2024-04-29 16:36:42 - Dirac allocation balance = 0 s (unmetered)
2024-04-29 16:36:43 - Job submitted: job_id='662fbe8be15a79bd9d02c4a9'
2024-04-29 16:36:44 - RUNNING
2024-04-29 16:38:21 - COMPLETED
2024-04-29 16:38:24 - Dirac allocation balance = 0 s (unmetered)

In [37]:

result = get_results(response)
check_result(result, objective)

Out [ ]:

QUBO value: -398.7963365771029
Times sample found 5
Objective Function value: 33.78345405989442
Selected Sets
S_0 S_1 
Set coverage 100.0%
Partition found: True

Check the samples from the saved response with the objective function included to manually validate the minimization. Note: The QUBO value does not change because it represents the penalty-only QUBO and not including the objective function.

In [38]:

check_result(get_results(penalty_only_response), objective)

Out [ ]:

QUBO value: -6
Times sample found 3
Objective Function value: 168.71485354205467
Selected Sets
S_2 S_6 S_7 
Set coverage 100.0%
Partition found: True
QUBO value: -6
Times sample found 2
Objective Function value: 64.79973097220724
Selected Sets
S_1 S_5 S_8 
Set coverage 100.0%
Partition found: True

Conclusion

In this tutorial, we have demonstrated how to solve the set partitioning problem on our Dirac-1 device.

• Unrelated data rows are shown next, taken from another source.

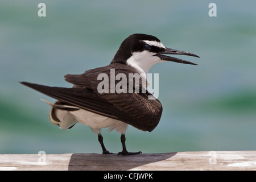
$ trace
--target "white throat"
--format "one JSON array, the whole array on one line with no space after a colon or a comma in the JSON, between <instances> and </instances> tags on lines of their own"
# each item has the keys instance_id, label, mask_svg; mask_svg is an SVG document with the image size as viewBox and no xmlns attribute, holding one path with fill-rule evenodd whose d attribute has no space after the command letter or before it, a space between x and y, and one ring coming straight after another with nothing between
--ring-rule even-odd
<instances>
[{"instance_id":1,"label":"white throat","mask_svg":"<svg viewBox=\"0 0 256 182\"><path fill-rule=\"evenodd\" d=\"M146 79L152 66L158 63L165 62L161 60L158 56L154 56L155 53L147 51L135 52L132 54L133 55L126 61L127 64L137 69L139 74L144 74Z\"/></svg>"}]
</instances>

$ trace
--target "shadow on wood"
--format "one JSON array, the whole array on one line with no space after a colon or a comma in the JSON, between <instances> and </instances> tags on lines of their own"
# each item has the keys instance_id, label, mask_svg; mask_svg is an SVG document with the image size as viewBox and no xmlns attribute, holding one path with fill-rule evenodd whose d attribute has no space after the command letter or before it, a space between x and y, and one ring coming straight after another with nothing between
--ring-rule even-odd
<instances>
[{"instance_id":1,"label":"shadow on wood","mask_svg":"<svg viewBox=\"0 0 256 182\"><path fill-rule=\"evenodd\" d=\"M68 170L137 170L139 167L141 169L144 165L166 160L176 154L177 152L161 155L143 154L129 156L117 156L117 154L73 154L68 164ZM147 169L150 170L148 167ZM154 170L158 169L163 169L155 167L154 168Z\"/></svg>"}]
</instances>

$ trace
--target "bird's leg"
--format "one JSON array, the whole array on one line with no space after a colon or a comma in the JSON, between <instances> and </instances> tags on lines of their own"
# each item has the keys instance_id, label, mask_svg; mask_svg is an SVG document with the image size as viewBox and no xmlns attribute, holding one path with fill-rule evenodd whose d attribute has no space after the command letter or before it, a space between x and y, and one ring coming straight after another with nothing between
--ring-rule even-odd
<instances>
[{"instance_id":1,"label":"bird's leg","mask_svg":"<svg viewBox=\"0 0 256 182\"><path fill-rule=\"evenodd\" d=\"M102 154L112 154L110 153L108 150L106 150L106 148L105 147L104 144L103 143L103 137L100 133L98 134L98 140L101 144L101 148L102 148Z\"/></svg>"},{"instance_id":2,"label":"bird's leg","mask_svg":"<svg viewBox=\"0 0 256 182\"><path fill-rule=\"evenodd\" d=\"M123 146L123 151L122 152L118 152L117 155L135 155L135 154L142 154L142 152L139 151L138 152L129 152L126 150L126 147L125 146L125 134L121 134L121 143Z\"/></svg>"}]
</instances>

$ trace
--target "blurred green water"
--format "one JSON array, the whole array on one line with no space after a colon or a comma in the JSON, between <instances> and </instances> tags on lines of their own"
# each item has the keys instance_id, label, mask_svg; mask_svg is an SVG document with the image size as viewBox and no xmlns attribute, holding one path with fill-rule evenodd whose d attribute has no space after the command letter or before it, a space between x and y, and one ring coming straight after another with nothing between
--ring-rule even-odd
<instances>
[{"instance_id":1,"label":"blurred green water","mask_svg":"<svg viewBox=\"0 0 256 182\"><path fill-rule=\"evenodd\" d=\"M255 1L215 1L212 18L209 1L44 1L44 18L37 14L40 2L0 2L1 154L101 152L88 127L59 129L39 99L54 100L18 82L71 86L65 75L109 64L134 33L201 58L180 57L197 67L151 68L159 73L162 118L150 133L129 127L129 150L256 149ZM109 150L121 150L119 134L105 130L103 135Z\"/></svg>"}]
</instances>

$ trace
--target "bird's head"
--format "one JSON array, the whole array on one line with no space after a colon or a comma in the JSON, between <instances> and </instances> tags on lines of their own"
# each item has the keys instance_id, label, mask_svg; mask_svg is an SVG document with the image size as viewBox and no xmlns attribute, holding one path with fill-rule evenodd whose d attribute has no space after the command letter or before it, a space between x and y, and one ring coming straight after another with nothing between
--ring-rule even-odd
<instances>
[{"instance_id":1,"label":"bird's head","mask_svg":"<svg viewBox=\"0 0 256 182\"><path fill-rule=\"evenodd\" d=\"M127 64L147 74L155 64L166 61L196 65L195 63L164 55L181 55L200 57L188 52L166 47L155 36L135 34L122 43L111 63Z\"/></svg>"}]
</instances>

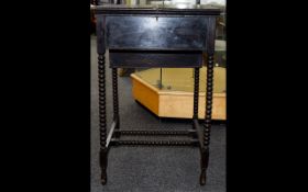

Unlike other tutorials, we have explicitly demonstrated how to construct the constraints in a quadratic setting. A useful next step is to continue learning about quadratic linearly constrained binary optimization and to attempt some of the tutorials linked there, which use software to construct the constraints automatically. An alternative path is to look into quadratic unconstrained binary optimization, where the implementation of constraints is not necessary. Of course, another option is to start using our device to solve some of your own optimization problems.